Le parcours actuel qui conduit à l’équilibre s’en remet à des projections optimistes pour la croissance des recettes l’an prochain, en laissant entendre qu’il pourrait y avoir un décalage. Le retour de l’Ontario à l’équilibre budgétaire a été repoussé d’un an à l’EF 2026, grâce à des projections optimistes de croissance des recettes de 4,2 % par an sur trois ans, alors que l’on s’attend à ce que les dépenses des programmes augmentent de 2,8 %, ce qui mènera à une réduction rapide du déficit. Après les dépôts dans le Fonds des générations, le Québec entend équilibrer son budget d’ici l’EF 2028 en veillant à ce que la croissance des dépenses des programmes reste nettement inférieure à la croissance annuelle de 3,6 % de ses revenus autonomes. Malgré les perspectives optimistes de croissance des recettes, la Colombie‑Britannique projette des déficits plus importants dans les deux prochaines années si elle n’adopte pas de plan de consolidation. Dans l’ensemble, si certaines provinces sont confortablement installées en territoire excédentaire, d’autres ont encore un parcours long et sinueux à franchir. Il sera sans doute difficile de réaliser une consolidation ambitieuse dans le contexte du ralentissement de la conjoncture économique; toutefois, les provinces devront marcher sur un fil de fer, en consacrant leurs efforts à des mesures de consolidation conviviales pour la croissance tout en préservant la marge de manœuvre qui leur permettra d’adopter des mesures à plus long terme de relèvement de la croissance, le tout dans le contexte d’un plan budgétaire à moyen terme crédible qui préserve la durabilité.

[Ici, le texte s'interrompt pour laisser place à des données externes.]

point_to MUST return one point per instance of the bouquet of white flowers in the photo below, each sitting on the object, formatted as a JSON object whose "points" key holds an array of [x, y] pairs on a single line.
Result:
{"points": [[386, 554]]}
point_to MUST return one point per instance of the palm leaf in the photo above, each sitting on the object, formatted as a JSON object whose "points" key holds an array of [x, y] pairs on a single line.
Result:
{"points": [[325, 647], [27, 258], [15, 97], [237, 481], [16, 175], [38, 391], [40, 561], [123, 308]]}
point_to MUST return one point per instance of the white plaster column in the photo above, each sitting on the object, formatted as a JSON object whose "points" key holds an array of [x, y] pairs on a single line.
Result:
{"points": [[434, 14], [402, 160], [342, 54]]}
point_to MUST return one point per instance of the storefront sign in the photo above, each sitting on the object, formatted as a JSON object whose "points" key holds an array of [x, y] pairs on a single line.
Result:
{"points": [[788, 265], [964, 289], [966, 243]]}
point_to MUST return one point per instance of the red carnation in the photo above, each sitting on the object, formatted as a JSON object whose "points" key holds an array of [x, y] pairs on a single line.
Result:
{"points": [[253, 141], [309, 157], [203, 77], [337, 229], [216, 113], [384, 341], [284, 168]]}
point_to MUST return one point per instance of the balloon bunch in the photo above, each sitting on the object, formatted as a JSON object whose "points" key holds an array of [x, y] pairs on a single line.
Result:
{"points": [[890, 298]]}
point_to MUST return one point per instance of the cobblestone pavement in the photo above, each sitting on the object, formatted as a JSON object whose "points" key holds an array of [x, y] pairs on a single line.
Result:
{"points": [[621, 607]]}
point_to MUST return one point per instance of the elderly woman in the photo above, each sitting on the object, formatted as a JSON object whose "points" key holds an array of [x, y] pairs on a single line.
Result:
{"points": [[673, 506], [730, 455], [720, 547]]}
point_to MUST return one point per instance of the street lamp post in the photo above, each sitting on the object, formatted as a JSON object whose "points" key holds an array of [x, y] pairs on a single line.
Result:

Les notes de crédit restent essentiellement stables : certaines provinces s’améliorent tandis que d’autres éprouvent des difficultés (tableau 1). L’Alberta a enchaîné les notes de crédit positives, dont un relèvement de DBRS à « AA » contre « AA (faible) » et un relèvement de S&P de « A+ » à « AA‑ ». À l’heure actuelle, Fitch attribue à cette province une note en perspective positive. L’Ontario garde une perspective positive auprès des trois grandes agences de notation, ce qui laisse entendre que sa note pourrait s’améliorer si le plan actualisé continue de respecter les principes de la rigueur budgétaire et que l’on consent des investissements stratégiques dans la croissance de cette province. S&P a abaissé la note de crédit de la Colombie‑Britannique, qui est passée de « AA+ » à « AA » et sa perspective a changé pour devenir négative, en évoquant les inquiétudes sur les hausses importantes des dépenses de fonctionnement et des dépenses en immobilisations. Bien que la note de crédit du Manitoba n’ait pas changé, son compte rendu budgétaire de l’automne a levé le voile sur des déficits plus importants que prévu auparavant, ce qui assombrit ses perspectives de crédit pour le prochain exercice budgétaire.